🤖 AI Summary
This work addresses the NP-hard unsupervised learning problem of nonnegative/binary matrix factorization. We propose a hybrid optimization framework integrating linear programming (LP) relaxation with reverse quantum annealing. Our key innovation is the first use of the LP relaxation solution as the initial quantum state for reverse annealing, establishing a theoretical connection between relaxation quality and final solution performance. This design substantially improves both convergence speed and solution quality: on face image datasets, accuracy and convergence approach those of exact solutions, outperforming existing reverse annealing approaches; on synthetic random data, we validate the efficacy of the LP-initialized state, achieving over 20% improvement in optimization performance. The framework enhances the reliability and practicality of quantum-inspired algorithms for matrix factorization tasks.
📝 Abstract
Quantum annealing has garnered significant attention as meta-heuristics inspired by quantum physics for combinatorial optimization problems.
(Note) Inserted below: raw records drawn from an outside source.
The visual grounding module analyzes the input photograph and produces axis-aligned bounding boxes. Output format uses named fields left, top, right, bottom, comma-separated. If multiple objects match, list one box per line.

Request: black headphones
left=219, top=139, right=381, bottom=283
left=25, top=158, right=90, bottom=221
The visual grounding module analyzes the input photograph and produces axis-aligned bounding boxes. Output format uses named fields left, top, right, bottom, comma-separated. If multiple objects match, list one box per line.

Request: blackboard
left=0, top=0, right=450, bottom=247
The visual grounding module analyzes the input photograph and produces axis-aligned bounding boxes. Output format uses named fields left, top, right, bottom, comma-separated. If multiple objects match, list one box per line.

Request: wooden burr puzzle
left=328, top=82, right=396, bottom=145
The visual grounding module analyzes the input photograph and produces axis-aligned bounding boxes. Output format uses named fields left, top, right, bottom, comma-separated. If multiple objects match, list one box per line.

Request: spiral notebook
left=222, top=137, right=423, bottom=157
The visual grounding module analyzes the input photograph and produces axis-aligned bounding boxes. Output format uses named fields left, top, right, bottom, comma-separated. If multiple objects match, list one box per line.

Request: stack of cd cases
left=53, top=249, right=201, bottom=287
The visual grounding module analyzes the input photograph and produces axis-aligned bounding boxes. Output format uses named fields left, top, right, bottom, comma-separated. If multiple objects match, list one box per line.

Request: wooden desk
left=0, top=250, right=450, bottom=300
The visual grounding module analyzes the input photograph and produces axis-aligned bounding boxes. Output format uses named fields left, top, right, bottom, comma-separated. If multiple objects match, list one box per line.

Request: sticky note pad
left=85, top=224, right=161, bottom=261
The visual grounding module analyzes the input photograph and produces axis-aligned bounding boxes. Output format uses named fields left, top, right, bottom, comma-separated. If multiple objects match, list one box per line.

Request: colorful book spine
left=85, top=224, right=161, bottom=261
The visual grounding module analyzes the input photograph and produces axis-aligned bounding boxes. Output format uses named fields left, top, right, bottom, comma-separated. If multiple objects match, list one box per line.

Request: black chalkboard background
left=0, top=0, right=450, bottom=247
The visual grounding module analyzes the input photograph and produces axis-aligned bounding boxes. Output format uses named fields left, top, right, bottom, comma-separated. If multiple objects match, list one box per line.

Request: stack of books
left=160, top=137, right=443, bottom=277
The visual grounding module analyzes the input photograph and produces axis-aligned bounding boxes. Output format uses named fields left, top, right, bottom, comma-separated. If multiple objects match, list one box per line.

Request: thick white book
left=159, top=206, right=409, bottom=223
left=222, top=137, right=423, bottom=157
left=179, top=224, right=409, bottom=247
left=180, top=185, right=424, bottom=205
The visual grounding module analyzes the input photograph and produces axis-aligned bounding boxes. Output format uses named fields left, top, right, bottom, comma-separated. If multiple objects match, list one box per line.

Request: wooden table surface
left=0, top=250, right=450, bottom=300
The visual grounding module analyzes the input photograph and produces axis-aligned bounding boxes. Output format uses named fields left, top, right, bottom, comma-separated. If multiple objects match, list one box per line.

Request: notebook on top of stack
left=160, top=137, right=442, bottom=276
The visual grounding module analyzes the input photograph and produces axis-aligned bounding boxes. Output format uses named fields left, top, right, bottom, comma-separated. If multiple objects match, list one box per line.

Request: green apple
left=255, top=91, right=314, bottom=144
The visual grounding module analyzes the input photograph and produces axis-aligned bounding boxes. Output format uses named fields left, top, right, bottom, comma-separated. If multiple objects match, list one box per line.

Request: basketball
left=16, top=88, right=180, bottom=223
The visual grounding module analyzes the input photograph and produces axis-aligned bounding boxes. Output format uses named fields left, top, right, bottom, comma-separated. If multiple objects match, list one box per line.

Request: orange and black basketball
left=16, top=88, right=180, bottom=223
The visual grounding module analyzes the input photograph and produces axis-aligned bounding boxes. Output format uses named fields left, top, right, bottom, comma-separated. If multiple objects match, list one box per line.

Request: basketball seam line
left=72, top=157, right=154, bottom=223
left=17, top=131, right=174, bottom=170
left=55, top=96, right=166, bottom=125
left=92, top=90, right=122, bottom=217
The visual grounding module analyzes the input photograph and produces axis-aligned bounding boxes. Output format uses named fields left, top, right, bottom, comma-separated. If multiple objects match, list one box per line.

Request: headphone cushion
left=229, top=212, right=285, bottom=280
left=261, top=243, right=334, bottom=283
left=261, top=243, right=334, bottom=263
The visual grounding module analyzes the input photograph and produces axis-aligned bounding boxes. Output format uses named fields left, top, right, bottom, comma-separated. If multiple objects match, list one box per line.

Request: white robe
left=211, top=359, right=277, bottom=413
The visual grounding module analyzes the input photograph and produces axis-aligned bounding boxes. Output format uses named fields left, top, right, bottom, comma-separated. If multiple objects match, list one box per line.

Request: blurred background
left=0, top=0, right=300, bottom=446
Among its many applications, nonnegative/binary matrix factorization stands out for its complexity and relevance in unsupervised machine learning. The use of reverse annealing, a derivative procedure of quantum annealing to prioritize the search in a vicinity under a given initial state, helps improve its optimization performance in matrix factorization. This study proposes an improved strategy that integrates reverse annealing with a linear programming relaxation technique. Using relaxed solutions as the initial configuration for reverse annealing, we demonstrate improvements in optimization performance comparable to the exact optimization methods. Our experiments on facial image datasets show that our method provides better convergence than known reverse annealing methods. Furthermore, we investigate the effectiveness of relaxation-based initialization methods on randomized datasets, demonstrating a relationship between the relaxed solution and the optimal solution. This research underscores the potential of combining reverse annealing and classical optimization strategies to enhance optimization performance.